Matt Bruce from Nielsen Online is the next speaker at the Australasian Media & Broadcasting Congress; his focus is also on online advertising. There is continuing growth in the number of banners, advertisers, and campaigns online in Australia, as well as in the overall display advertising spend online. As of quarter three, 2008, the big spenders in this field of advertising continue to spend (even the battered finance sector); search advertising is strong and dominated by Google; even spending on Google image search advertising is in itself as strong as advertising on the next closest search engine.
However, in the US, advertising spend is following the NASDAQ down. Matt also points to political advertising in the US - Obama advertising click-throughs surged in the last few months of the campaign, whereas McCain virtually flatlined; similar trends existed with ad impressions for Kevin Rudd in the 2007 Australian campaign.
What is also interesting is the development in advertising styles - larger ads (in terms of pixel sizes) are becoming more prevalent. The battle between innovation and standardisation is ranging on; Vibrant Media in the US places contextual ads inside content (which appears as green-underlined text), and YouTube is starting to use video overlay ads. Such innovation also has a price, though; ad clutter is a problem, and users remain very sensitive to the quantity of advertising on Websites. Such clutter does matter to advertisers, too - the more ad clutter, the less do users recall the ads they have seen.
Interestingly, niche sites have more clutter than general use sites with larger audiences. Consumers also continue to hate pop-up ads, but remain neutral about many other formats; sites with (next to) no advertising remain most trusted by consumers, though, and it is these sites which they use the most. Web users remain concerned with advertiser influence over site content, and want to be able to control ads; ad formats that pop up, slow down usage, or otherwise interfere with interaction with site content are highly problematic.
There is a new perspective about online advertising that is emerging. Online advertising was traditionally seen as a direct response medium, and click-through was seen as a sign of effective advertising. However, today advertisers are beginning to see online advertising as a form of brand-building instead; the new measure of online campaigns is around 'softer' measures such as brand awareness, message recognition, and brand attribution as well as wider purchasing trends rather than immdiate click-through.
There is a new industry ad effectiveness project which aims to research such issues in more detail, using a Sultana Bran advertising campaign as a test case; surprisingly, this project indicated that 'standard creative' and 'video creative' campaigns were significantly more effective than conventional ad campaigns.
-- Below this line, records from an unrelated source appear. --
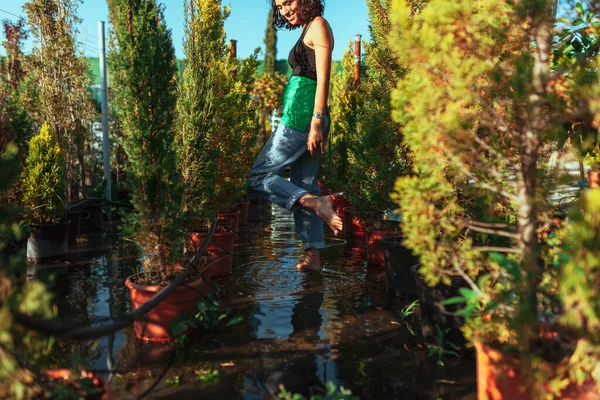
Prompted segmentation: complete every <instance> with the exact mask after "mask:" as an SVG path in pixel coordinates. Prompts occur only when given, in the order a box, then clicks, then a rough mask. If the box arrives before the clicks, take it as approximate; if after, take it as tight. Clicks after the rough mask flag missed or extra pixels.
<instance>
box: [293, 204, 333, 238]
mask: <svg viewBox="0 0 600 400" xmlns="http://www.w3.org/2000/svg"><path fill="white" fill-rule="evenodd" d="M298 202H299V203H300V204H301V205H302V206H303V207H306V208H308V209H310V210H312V211H313V212H314V213H315V214H317V215H318V216H319V218H321V219H322V220H323V222H325V223H326V224H327V226H328V227H329V228H330V229H331V230H332V231H333V234H334V235H335V236H337V235H338V234H339V233H340V232H341V231H342V228H343V227H344V223H343V222H342V219H341V218H340V217H338V215H337V214H336V213H335V211H333V198H332V197H331V196H321V197H317V196H313V195H311V194H306V195H304V196H302V197H301V198H300V199H299V200H298Z"/></svg>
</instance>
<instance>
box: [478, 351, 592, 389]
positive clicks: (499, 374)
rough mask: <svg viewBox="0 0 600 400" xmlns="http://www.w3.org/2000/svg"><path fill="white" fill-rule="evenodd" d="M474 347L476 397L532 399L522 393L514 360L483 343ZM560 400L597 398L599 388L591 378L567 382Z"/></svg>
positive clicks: (520, 375) (515, 363)
mask: <svg viewBox="0 0 600 400" xmlns="http://www.w3.org/2000/svg"><path fill="white" fill-rule="evenodd" d="M475 349H476V350H477V399H478V400H533V397H532V395H531V393H530V392H529V390H527V391H525V392H521V390H520V388H521V387H522V386H523V377H522V375H521V371H519V369H518V367H517V366H516V365H517V362H516V360H515V359H514V357H512V356H507V355H504V354H502V353H501V352H500V351H498V350H496V349H493V348H492V347H490V346H487V345H485V344H482V343H476V344H475ZM560 399H561V400H600V394H598V387H597V385H596V383H595V382H594V381H593V380H592V379H590V380H589V381H588V382H586V383H584V384H583V385H582V386H577V385H575V384H572V383H571V384H569V386H567V388H566V389H565V390H563V392H562V393H561V397H560Z"/></svg>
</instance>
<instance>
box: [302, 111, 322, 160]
mask: <svg viewBox="0 0 600 400" xmlns="http://www.w3.org/2000/svg"><path fill="white" fill-rule="evenodd" d="M306 144H307V147H308V152H309V153H310V155H311V156H313V157H314V156H315V155H317V154H318V153H319V150H321V151H322V152H324V151H325V139H324V138H323V120H322V119H318V118H313V119H312V121H311V122H310V132H308V142H307V143H306Z"/></svg>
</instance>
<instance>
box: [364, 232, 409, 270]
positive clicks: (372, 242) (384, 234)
mask: <svg viewBox="0 0 600 400" xmlns="http://www.w3.org/2000/svg"><path fill="white" fill-rule="evenodd" d="M395 236H402V233H401V232H386V231H378V230H375V229H373V230H371V229H369V230H367V260H368V261H369V264H370V265H374V266H382V267H383V266H384V265H385V256H384V253H383V249H382V248H381V244H380V243H379V241H380V240H381V239H383V238H384V237H395Z"/></svg>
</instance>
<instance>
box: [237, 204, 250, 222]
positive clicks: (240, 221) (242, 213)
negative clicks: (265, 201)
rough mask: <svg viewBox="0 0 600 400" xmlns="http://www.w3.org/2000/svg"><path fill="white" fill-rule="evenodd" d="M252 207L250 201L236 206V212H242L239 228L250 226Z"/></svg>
mask: <svg viewBox="0 0 600 400" xmlns="http://www.w3.org/2000/svg"><path fill="white" fill-rule="evenodd" d="M249 206H250V202H249V201H243V202H241V203H238V204H237V205H236V206H235V208H234V209H235V210H238V211H239V212H240V218H239V220H240V221H239V226H246V225H248V207H249Z"/></svg>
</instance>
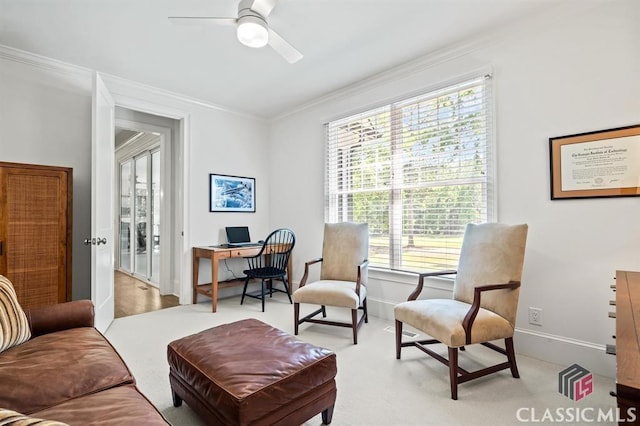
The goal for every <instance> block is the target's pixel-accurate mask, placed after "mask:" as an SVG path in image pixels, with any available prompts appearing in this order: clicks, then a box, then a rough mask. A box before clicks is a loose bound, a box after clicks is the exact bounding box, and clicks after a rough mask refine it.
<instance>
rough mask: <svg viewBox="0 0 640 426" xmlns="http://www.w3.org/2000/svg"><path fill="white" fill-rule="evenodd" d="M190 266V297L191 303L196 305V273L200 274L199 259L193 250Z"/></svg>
mask: <svg viewBox="0 0 640 426" xmlns="http://www.w3.org/2000/svg"><path fill="white" fill-rule="evenodd" d="M191 266H192V268H193V271H191V277H192V284H193V289H192V291H193V295H192V297H191V299H192V300H191V303H193V304H196V303H198V272H200V257H198V256H197V255H196V254H195V250H194V253H193V260H192V261H191Z"/></svg>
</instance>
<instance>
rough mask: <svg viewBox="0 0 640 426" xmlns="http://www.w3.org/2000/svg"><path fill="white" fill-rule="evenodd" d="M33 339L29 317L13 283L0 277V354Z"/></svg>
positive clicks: (7, 279) (1, 275)
mask: <svg viewBox="0 0 640 426" xmlns="http://www.w3.org/2000/svg"><path fill="white" fill-rule="evenodd" d="M30 338H31V331H30V330H29V323H28V322H27V316H26V315H25V314H24V311H23V310H22V307H21V306H20V303H18V296H17V295H16V291H15V289H14V288H13V284H11V281H9V279H8V278H7V277H5V276H4V275H0V352H3V351H5V350H7V349H9V348H11V347H14V346H16V345H19V344H21V343H24V342H26V341H27V340H29V339H30Z"/></svg>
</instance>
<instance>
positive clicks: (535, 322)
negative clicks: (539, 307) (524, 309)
mask: <svg viewBox="0 0 640 426" xmlns="http://www.w3.org/2000/svg"><path fill="white" fill-rule="evenodd" d="M529 324H533V325H542V309H540V308H531V307H530V308H529Z"/></svg>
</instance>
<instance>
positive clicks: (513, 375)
mask: <svg viewBox="0 0 640 426" xmlns="http://www.w3.org/2000/svg"><path fill="white" fill-rule="evenodd" d="M504 346H505V349H506V350H507V358H508V359H509V364H511V375H512V376H513V377H515V378H516V379H519V378H520V373H518V365H517V364H516V352H515V351H514V350H513V337H507V338H506V339H504Z"/></svg>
Overall, then, consumers continue to do more online, and advertisers continue to spend more online. Online formats have expanded in on-screen size, but clutter remains an issue as ad formats are growing in size; there may be a trend towards less clutter but larger display sizes. Consumers are clear about how they want to interact with online advertising; in particular, while search spending may dip in comparison to other online advertising forms, consumers view it as an effective advertising medium. New ad effectiveness paradigs will help marketers continue to justify and optimise online spending.